I've shot a few over the years that were clearly shot before. Some fully healed and others fairly fresh. I've seen a couple with shot tracks full of puss and feathers through the breast, those are usually ugly wounds. My dog pointed then caught a cripple that was green under the skin, no way I was going to clean that one.

Abut a month ago I had one that had I not seen it I wouldn't have believed it. It was an old bird that looked normal when I initially cleaned it. The next day I boned it out and noticed that one femur was odd. I scraped off all the meat to find that it had been broken and fused back together with a 1/4 inch offset. I dug around on the end of the break and found a wad of feathers with a lead shot in it.

It was a healthy looking big bird with what was clearly at least a year old fully healed wound. I was surprised that a pheasant could not only survive but seemed to thrive with a broken thigh.
I should have boiled off the bone and taken a photo of it.

Tim
 
last year I dropped a rooster on a small grass piece. When I approached/found it in the grass it was still very much alive. When I went to grab him he went to run so I grabbed a hold of his tail feathers which is all I could reach at the time. Once I had a grip he went to fly and pulled every tail feather smooth off. I stood there with a hand full of tail feathers, watching the bird maintain just enough flight to fly out of sight. never did see where he went, but during all of this I distinctively remember seeing his beak had been shot off by my initial shot that dropped him.

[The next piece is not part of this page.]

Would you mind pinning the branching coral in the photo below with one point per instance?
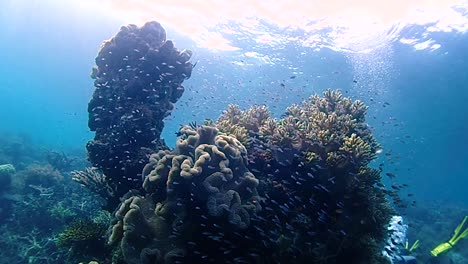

Very next week, I'm hunting the same small piece of grass, rooster flushes and I drop him on the first shot, this time folded. Find him dead as a door nail, and what do you know? SAME BIRD, no beak or tail feathers! I'm 100% this was the same bird. The odds of me shooting a bird in the same exact spot with a broken beak, no tail feathers are pretty slim. I wish I still had the picture on my phone of this bird. You could tell he had started rounding off his broken edged beak almost to a nub. He made it all the way through that week and appeared to still be surviving just fine.
 
Amazing drive to survive. Somewhat related....several years ago I dropped one on the tundra around the edge of a slough. When my dog got within a few feet of the little track star, he pretty much ejected every last one of his tail feathers onto the snow behind him. I emailed a guy at South Dakota State University who told me they can jettison the feathers at will as an escape strategy. Who knew?!? Funny thing in this case, though, was that he did it before my dog even got a mouth on him, so there was this running bird who just shot a bunch of feathers out of his behind.
 
I've found a few gang green birds before. One of the most interesting injuries I've found was a bird that had a thicket thorn in it's wing about 2 inches long. I thought it happened when I shot it, but when I cleaned the bird it was all scabbed over.

I saw two birds on one walk that flew away with a dropped leg. Unfortunately, both of those birds were in 3-bird coveys 7 days into the hunting season.